Introduction: How to Test a Wind Turbine - an Instructable in Progress
Testing wind turbines isn't as easy as it may sound. Energy in the wind varies widely, changing with temperature, altitude and of course, with location, time of day, and time of year. Understanding what's going on with a turbine requires measuring at least 3 things, at the same time, ideally many times per second, for long periods of time. I'm going to show you how I've done it, and discuss other possibilities for how it can be done.
I've been working in this field for quite a while, and to start this instructable process, I've made the youtube video attached and am making this instructable to help people understand some of the complexity of this kind of testing, and why I'm excited to be testing my new design.
I'll be adding more to this instructable as I complete this round of testing. Both the turbine, and the instructable are works in progress.
Wind is a tricky resource to capture most especially on a small scale. In the past decade or two most north american small wind turbine manufacturers have gone out of business, and few new ones have popped up to replace them.
The industry was full of manufacturers making extraordinary claims for both their HAWT and VAWT products, but after the green energy research boom that went along with the fear of fossil fuel shortages in 2007-8, a lot has changed.
A big change was driven by the unlikely claims of industry, and the Small Wind Certification Council was founded with the mandate to encourage manufacturers to have their turbines 3rd party tested and the results certified so that consumers would have a reliable supply of performance information. This process and other testing showed that most small turbines are poor performers, and may not even return the energy it cost to manufacture them, when installed in most sites. Good information drove a lot of manufactures to abandon products or go out of business (like UGE, turby, SouthWestWindpower,).
One of the largest realizations that testing and evaluation brought forward was that few people live in windy enough environments for a small wind turbine to function usefully.

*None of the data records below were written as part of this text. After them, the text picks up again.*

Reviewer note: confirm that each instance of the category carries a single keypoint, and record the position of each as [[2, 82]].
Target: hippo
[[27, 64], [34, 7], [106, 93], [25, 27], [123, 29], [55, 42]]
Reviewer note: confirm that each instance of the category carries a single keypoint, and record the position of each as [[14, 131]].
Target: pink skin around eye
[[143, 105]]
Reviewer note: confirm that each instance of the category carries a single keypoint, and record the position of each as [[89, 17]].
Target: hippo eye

It takes a lot more wind than most people expect for a site to produce useful power.
With Solar power it's fairly simple to assess a site, basically most sites that aren't shaded, are likely OK, one might be 2x as good as another, but it's unlikely that one site will be 10X as good as another. Wind is different, sites will commonly have average wind speed differences of 10X, and because wind energy is cubic to wind speed, a very windy site may collect 10,000 x the energy that a low wind site may have.
So with all that said, why jump into testing turbines that may not even be useful?

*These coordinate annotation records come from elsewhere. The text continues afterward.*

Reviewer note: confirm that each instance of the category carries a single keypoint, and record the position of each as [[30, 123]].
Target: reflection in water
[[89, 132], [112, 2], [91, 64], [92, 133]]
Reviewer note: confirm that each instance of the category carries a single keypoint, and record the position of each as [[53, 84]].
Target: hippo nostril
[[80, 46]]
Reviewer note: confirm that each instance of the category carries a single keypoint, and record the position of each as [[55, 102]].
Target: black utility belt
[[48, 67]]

For me it's because I saw a historical technology, the Savonius VAWT, as misunderstood by most researchers who characterized it as a simple "drag" based turbine and therefore unlikely to ever reach a high enough level of efficiency to be useful. I started research to see if I could see any radically inexpensive way of building them was possible, hoping to make them so inexpensive that it wouldn't matter if they were not as efficient. I had the good fortune of the budding internet as a resource, and a wide skillset. In diving a bit deeper into the understanding of Savonius turbines I found a sea of controversy. In the 1970's what was hoped to be a thorough evaluation of the Savonius type of turbine was done by a USA federal gov institution (the Blackwell report). It relied entirely on wind tunnel tests, and it found that the Savonius, even when optimized as a two bucket rotor about 2x as tall as wide, and with a small amount of overlap (not joined) was a little more than 1/2 the effectiveness as a HAWT of the same size range, and the HAWT could be made with less than 1/2 the material.
On top of the apparent low efficiency and higher cost to construct, researchers testing in the real world, not the wind tunnel, found that they couldn't achieve the energy collection efficiency from the Blackwell report.
Little research was done after this, though there were a few outliers, including in my own back yard, at the University of British Columbia. Researchers Modi, Fernando, and Benesh questioned the idea that a Savonius had a single mechanism of action, Drag, and postulated that a portion of the energy collected by the turbine was from lift, and that might be able to be optimized to improve functioning. They tested an improved rotor vs the historical design optimized by Blackwell in a wind tunnel, and found a large increase in energy collected. Then when they tested it in the real world, it didn't live up to the expectations built on wind tunnel data. This took place in the 80's when green energy and sustainability weren't the concern they are now.
In the 90's and early 2000's some independent researchers were attempting to optimize the Savonius type of turbine, and were confounded by the difference between wind tunnel and real world results. Finally a masters student Ian Ross took on the investigation, and in 2010 published a paper "wind tunnel blockage correction factors in high solidity VAWT's". He found that wind tunnel investigations of VAWT turbines was much more complex than had been expected, and that in cases where the turbine was greater than 5% of the swept area of the wind tunnel, results would be deceptive, especially in cases where standard blockage correction factors were applied. This investigation also found that they historical Savonius was likely much less than 20% efficient, and closer to 5%!
Had I known that in 2005, when I started down this path, I may have changed direction earlier, and never developed the turbine I patented in 2007, with 3rd party testing in 2012 that revealed an efficiency of between 29 and 31%! As good or better than the best small HAWT systems of a similar size!